I felt a lot of things when watching the show: Disbelief, humor, exasperation, secondhand embarrassment. But there's also this undercurrent of sadness to the whole thing. How did your feelings about Paul evolve while working on this?

I experienced all those things while working on this, and I do think the story is profoundly sad in a lot of ways and about pain and trauma and he's for sure a very unique person. But I think what we were exploring, I always felt was very universal in terms of the need to feel loved and how we go about finding love and finding purpose in the world, and how we narrativize our lives and make these simple stories in our heads that allow us to function. He does all that in a, I would say, very unique way. But at their core, these are all very universal things.

And Paul is likable in person. On set, everyone liked him, and I hope that comes through where you do see people reacting a certain way.
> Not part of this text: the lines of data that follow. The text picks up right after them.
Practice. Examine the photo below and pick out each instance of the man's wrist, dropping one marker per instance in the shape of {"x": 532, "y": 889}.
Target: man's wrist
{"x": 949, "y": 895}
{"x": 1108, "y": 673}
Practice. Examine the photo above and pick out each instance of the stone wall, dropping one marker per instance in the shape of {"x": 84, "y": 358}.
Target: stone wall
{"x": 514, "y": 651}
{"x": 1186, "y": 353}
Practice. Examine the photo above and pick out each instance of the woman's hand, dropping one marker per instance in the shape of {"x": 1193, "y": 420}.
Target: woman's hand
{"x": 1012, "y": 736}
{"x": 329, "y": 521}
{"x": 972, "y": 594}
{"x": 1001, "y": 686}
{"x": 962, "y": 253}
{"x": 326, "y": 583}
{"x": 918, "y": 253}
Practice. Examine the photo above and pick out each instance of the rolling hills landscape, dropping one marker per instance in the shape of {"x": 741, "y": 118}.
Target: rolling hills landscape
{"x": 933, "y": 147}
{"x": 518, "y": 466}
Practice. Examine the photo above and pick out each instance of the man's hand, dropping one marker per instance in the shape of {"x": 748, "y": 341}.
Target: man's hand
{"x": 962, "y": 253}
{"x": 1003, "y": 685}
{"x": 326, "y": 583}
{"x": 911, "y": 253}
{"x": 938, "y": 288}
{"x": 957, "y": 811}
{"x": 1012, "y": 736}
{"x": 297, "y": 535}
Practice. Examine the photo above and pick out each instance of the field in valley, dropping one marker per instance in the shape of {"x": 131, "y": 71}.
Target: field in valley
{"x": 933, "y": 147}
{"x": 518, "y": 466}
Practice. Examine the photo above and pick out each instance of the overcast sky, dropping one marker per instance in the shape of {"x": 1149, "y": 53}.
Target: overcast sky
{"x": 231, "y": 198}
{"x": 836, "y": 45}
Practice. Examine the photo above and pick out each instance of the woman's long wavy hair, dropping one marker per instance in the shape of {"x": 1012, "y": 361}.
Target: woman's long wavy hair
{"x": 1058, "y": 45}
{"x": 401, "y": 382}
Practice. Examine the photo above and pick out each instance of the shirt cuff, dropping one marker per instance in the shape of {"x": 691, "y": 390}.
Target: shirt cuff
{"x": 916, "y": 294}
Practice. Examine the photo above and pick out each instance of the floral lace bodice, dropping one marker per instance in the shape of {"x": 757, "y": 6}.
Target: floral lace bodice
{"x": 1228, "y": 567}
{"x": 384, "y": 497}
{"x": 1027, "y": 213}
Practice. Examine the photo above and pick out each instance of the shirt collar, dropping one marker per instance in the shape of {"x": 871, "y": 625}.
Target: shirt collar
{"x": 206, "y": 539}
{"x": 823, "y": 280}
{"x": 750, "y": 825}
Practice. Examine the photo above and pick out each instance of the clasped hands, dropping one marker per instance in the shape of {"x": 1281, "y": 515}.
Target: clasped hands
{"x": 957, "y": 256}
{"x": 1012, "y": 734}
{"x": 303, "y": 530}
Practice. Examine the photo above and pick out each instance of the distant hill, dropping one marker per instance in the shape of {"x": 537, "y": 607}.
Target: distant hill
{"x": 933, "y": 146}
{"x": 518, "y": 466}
Melinda McGraw, who play Audrey, genuinely likes him. I like him. Everyone around liked him. I got to like him very early on. But then I would discover complexities or things he had done that did not portray him in the best light, and it was really a process.

But at the end of the day, I do like him. And I think you can like someone who has not behaved perfectly or has made mistakes or has elements of their personality that you would find objectionable. It's complicated. [laughs] It's a lot. But it's okay to live in a complicated world. It's okay.

"Paul T. Goldman" is streaming on Peacock.